14 DAY TRIAL // HP has published an advisory describing a vulnerability in the web administration interface of several LaserJet printer models and a Digital Sender. The flaw allows a remote attacker to gain read access permissions to system files.
According to HP, the affected products are HP LaserJet 2410, HP LaserJet 2420, HP LaserJet 2430, HP LaserJet 4250, HP LaserJet 4350, HP LaserJet 9040, HP LaserJet 9050, HP LaserJet 4345mfp, HP LaserJet 9040mfp, HP LaserJet 9050mfp, HP Color LaserJet 4730mfp, HP Color LaserJet 9500mfp and HP 9200C Digital Sender. The vulnerability is identified as CVE-2008-4419 in the Common Vulnerabilities and Exposures system.
The Vulnerability Research Team from Digital Defense, which is credited with the discovery of the flaw, notes that the flaw originates in the HP-ChaiSOE/1.0 embedded web server and can be exploited by using simple directory traversal techniques. "An attacker can leverage this flaw to read arbitrary system configuration files, cached documents, etc.," explain the researchers, warning that the "information obtained from an affected host may facilitate further attacks against the host."
Digital Defense ranked the severity of this vulnerability as High, while HP assigned it a score of 7.8 on the Common Vulnerability Scoring System (CVSS). "The information in this Security Bulletin should be acted upon as soon as possible," is noted in the HP advisory. "HP has provided firmware updates and preliminary firmware updates to resolve this vulnerability," the company informs.
Graham Cluley, senior technology consultant at Sophos, points out that the origin of this bug only makes it worse. "This probably isn't the most serious vulnerability that the world has ever seen, but you can imagine that many IT departments will treat patching a printer as a very low priority compared to desktop computers and servers. The danger is that some companies will never find the resources to tackle the lower priority security issues, potentially leaving them in a risky state for the future," explains the security researcher.

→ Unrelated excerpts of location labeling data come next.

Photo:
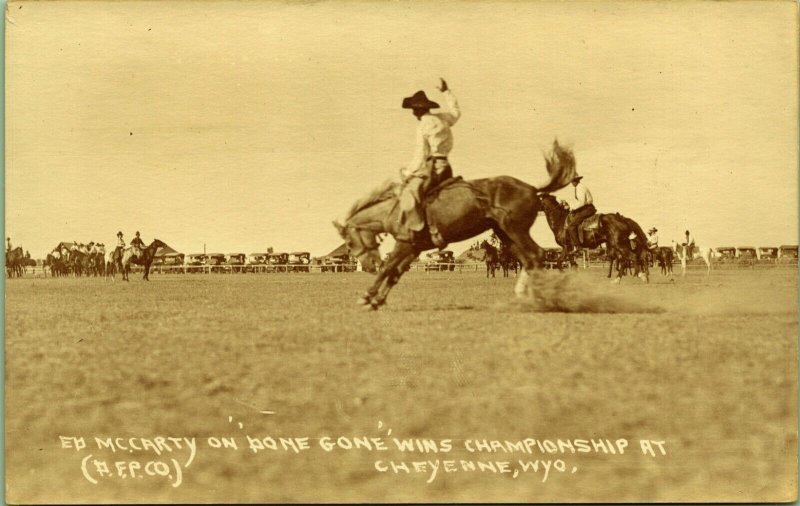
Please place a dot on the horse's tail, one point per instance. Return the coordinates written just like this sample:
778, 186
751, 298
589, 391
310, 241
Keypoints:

This outlines the necessity of monitoring hardware vulnerabilities too and not just the ones affecting operating systems or popular software like browsers or e-mail clients, but it is unlikely that system administrators will be too keen on following up with security bulletins from companies like HP. The very successful and fast spreading Conficker worm, which affected a very large number of business computers, stands as proof that even the serious operating system vulnerabilities are not patched in a timely manner.

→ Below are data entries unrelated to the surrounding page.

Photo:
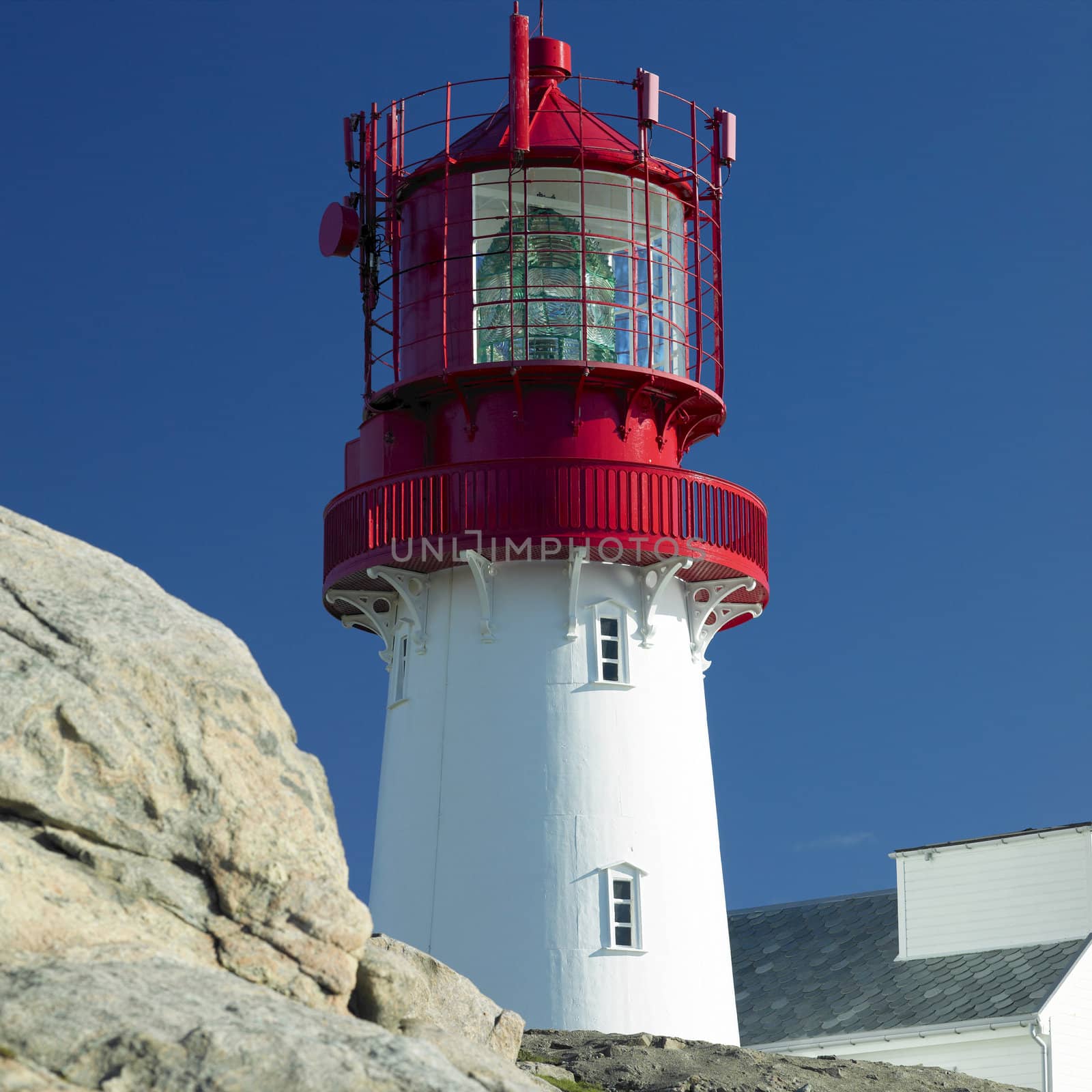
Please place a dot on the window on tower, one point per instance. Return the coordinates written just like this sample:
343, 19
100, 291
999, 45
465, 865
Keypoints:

"The danger is that some companies will never find the resources to tackle the lower priority security issues, potentially leaving them in a risky state for the future," concludes Mr. Cluley. Meanwhile, Digital Defense suggests the temporary workaround of restricting access to the web administration interface to authorized hosts only, in order to mitigate the risks until the firmware updates are deployed.